The study was conducted at a single outpatient setting in the Czech Republic.

The study had a prospective trial design.

Visual analog scale

The mean visual analog scale score decreased by 59% from baseline during eight weeks of pregabalin with statistically significant improvement in pain symptoms (p < 0.001). A marked pain relief was noted in 14, moderate pain relief in 10, mild pain relief in two, and no pain relief in two patients. Adverse effects were mild or moderate.

Pregabalin appears to be safe and effective in treating pediatric patients with cancer suffering from chemotherapy-induced peripheral neuropathy. Pregabalin has mild to moderate adverse effects.

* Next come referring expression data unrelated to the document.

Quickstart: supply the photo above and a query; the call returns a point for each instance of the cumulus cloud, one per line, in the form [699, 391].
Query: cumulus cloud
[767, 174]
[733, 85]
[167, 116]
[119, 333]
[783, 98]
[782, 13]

• The sample size was small (less than 30).
• The study lacked a comparison or control group.
• Measurement of pain was conducted with one scale.
• The patient population age limits the ability to generalize findings to the adult cancer population.

Pregabalin has been shown to be effective in relieving pain from chemotherapy in pediatric patients; however, pregabalin is expensive and a controlled drug. Preagabalin has mild to moderate side effects and was tolerated without major complications.